Built with Indexhibit
Part of the Disana Project
Curated by Kieren Sanderson
I have had bad hair since I was a teenager. For me, spending Rp6000 or Rp240,000 on a haircut gets the same result: more bad hair. But many of my friends have signature hair; hair that tells the world this person is unique, charming, charismatic and a bit dangerous…
For the Disana project I set out on a mission to uncover the secrets of signature hair; the barber shops, the styles, the products and the grooming techniques involved into turning your head into your personal billboard.
I starting visiting all of the barbershops in my area, chatting to the barbers, photographing their shops and in the process, getting more haircuts in 2 weeks than I’ve had in the past year. I noticed that in each shop there were posters of hairstyles presumably for the punters to choose the style they wanted. Men like myself have difficulty articulating to barbers how they want their hair cut, so this seemed like a good idea to me.
Many of the posters dated back since the 80’s. their colours had faded to a pale bluey green. The styles seemed humorously outdated and that’s what initially attracted me to them. But the process of photographing them and then painting them as portraits changed that.
Initially I didn’t really have a plan, I just enjoyed the challenge of working with brush and ink to make small portraits of men with anachronistic hairdos. But each portrait took quite a while to complete, maybe half an hour, and over that time I would think about the anonymous subjects; Who were they? Where did they come from? Where are they now? Some were clearly professional models, others seemed to just be passers by, unwittingly offering themselves up to thousands of barbershops across the country, and to generations of Indonesian men for the next several decades.
Most of them appear to be from Asia, although I’m not really sure if they are from Indonesia or not. But I like to think that this series represents Indonesian men if not directly, then indirectly through the haircuts they’ve had over their lives.
As the series progressed, I realised it was not enough to simply record the hairstyles I liked. I began to construct categories and typologies. I made selections like ‘style korea’, or ‘big 80’s hair’ and then, as I began to run out of obvious subjects, more obscure typologies like ‘looking to the left’ or men whose hands were in the photos, as in the series ‘Body Language’.
The obsessiveness of the collector crept up on me. My daily excursions to uncover new portraits in new barbershops meant I had to travel each day further and further afield, seeking out collecting tips and recommendations from anyone who was willing to indulge me. Initially I expected to complete 24 portraits, then I expanded it to 60, and then finally decided 100 would have to be my cutoff point. A collection must have limits, or else it just becomes a mania.
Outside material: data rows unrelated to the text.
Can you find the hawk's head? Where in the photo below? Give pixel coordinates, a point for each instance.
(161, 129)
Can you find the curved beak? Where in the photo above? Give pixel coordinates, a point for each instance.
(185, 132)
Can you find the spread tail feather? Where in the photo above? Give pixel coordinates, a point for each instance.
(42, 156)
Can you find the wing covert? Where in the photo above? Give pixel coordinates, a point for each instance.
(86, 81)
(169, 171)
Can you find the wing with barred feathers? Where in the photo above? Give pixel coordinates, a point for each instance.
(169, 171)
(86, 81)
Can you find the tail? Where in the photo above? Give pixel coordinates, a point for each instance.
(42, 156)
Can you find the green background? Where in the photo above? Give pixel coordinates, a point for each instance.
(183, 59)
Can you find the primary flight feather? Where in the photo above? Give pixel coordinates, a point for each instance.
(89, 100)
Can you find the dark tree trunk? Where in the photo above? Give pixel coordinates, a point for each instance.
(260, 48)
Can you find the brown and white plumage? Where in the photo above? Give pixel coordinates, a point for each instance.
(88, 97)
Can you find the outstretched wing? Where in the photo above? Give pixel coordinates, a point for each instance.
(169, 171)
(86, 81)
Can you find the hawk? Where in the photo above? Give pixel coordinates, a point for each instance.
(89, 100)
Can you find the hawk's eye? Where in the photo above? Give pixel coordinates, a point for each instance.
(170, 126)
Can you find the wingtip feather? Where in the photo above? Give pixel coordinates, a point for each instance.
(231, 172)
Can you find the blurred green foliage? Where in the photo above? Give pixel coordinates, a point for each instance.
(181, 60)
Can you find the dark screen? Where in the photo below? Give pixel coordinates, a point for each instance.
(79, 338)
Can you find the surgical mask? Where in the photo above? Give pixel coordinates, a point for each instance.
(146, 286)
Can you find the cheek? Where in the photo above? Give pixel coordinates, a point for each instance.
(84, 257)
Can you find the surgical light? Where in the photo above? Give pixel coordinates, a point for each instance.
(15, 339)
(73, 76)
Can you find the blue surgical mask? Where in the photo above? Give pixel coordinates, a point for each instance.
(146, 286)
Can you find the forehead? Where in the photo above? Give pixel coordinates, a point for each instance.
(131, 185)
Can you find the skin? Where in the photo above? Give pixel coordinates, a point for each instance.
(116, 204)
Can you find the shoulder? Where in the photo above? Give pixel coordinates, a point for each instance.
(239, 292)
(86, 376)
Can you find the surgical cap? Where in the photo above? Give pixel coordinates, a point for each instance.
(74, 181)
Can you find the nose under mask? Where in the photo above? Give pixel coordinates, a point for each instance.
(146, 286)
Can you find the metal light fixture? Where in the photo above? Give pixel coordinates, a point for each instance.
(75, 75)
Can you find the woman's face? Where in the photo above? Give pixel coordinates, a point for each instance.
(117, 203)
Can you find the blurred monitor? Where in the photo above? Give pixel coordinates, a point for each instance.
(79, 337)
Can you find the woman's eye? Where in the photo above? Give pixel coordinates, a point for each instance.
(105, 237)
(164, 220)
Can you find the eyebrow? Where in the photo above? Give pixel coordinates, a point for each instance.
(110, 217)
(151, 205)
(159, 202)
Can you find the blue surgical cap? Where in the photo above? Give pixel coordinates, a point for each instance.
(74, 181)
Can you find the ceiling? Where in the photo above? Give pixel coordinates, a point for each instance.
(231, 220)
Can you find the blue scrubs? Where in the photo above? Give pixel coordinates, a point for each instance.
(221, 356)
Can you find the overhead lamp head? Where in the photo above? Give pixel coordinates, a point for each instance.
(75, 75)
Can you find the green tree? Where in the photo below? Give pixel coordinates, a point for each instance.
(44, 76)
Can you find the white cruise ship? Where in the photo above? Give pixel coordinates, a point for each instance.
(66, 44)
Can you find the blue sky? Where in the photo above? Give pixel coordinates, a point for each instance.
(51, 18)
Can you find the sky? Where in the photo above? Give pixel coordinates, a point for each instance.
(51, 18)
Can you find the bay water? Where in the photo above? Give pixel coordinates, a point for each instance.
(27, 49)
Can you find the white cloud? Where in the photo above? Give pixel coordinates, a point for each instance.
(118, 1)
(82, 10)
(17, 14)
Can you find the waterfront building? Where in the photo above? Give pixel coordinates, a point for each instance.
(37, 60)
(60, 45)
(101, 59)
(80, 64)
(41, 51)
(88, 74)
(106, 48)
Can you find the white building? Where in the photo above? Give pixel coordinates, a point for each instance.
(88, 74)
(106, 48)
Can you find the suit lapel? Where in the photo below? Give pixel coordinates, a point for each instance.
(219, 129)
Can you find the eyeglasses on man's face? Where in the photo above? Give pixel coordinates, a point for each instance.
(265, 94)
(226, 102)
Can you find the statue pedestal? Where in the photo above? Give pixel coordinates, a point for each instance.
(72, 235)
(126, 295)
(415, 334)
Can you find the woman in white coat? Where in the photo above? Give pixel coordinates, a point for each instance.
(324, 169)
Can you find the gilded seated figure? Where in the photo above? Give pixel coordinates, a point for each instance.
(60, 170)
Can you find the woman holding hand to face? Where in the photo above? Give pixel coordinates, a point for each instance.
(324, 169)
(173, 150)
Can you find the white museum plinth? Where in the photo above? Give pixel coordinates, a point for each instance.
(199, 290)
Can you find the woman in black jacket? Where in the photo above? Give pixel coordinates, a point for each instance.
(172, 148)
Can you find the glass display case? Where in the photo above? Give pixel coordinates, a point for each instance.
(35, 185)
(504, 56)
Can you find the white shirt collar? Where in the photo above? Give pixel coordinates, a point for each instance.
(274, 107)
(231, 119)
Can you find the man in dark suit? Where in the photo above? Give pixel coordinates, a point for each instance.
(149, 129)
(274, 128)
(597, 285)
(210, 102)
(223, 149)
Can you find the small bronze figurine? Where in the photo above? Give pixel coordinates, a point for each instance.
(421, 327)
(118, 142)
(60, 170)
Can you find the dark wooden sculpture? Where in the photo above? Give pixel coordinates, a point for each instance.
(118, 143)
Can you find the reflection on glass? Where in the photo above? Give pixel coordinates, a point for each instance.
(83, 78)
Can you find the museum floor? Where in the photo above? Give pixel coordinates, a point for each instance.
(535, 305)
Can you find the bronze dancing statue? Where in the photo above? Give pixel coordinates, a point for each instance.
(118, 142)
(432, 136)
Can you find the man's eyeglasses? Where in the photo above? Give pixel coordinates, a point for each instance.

Things I barely noticed at first now excited me. I had passed by one poster several times with a series of fey blondes and, incongruously, David Bowie amongst them. Towards the end of the series I suddenly realized these images were essential to my documentation - a counterpoint to the overt masculinity of most of the other series, made even more prescient by the mysterious presence of David Bowie.
In some of the 'blondes' portraits, and also in other series, I became attuned to something else. I realized I could feel their suffering. Weird huh? Sometimes the pain was evident in the way they cut their hair to compensate for it. Other times it was more subtle, their face bowed down to hide the shame in their eyes, or a nervous smile that betrayed their fear of being ridiculed by the camera.
Is it possible to feel empathy for someone in a pen and ink portrait made from a photo of a faded photo taken maybe 25 years ago? And how is it that I feel so intimate with some and indifferent toward others?
Anyway I could go on about my many musings during the 10 days I spent making these works, traveling to barbershops in the mornings before work and then painting at home at my kitchen table until late at night. I enjoyed it a lot, but I was also glad to be released from it once the 100th portrait - my self-portrait - was finished.
I decided to wear a wig representing my favourite signature hairstyle to the opening. Nobody recognized me, or maybe they just felt uncomfortable talking to me while I was wearing it. So it was a weird night. As someone with a lifetime of bad hair, I’ve always thought that it didn't really count for much, that I don’t judge people by their hair, and I’m not judged by my hair either. But maybe I’m wrong about that.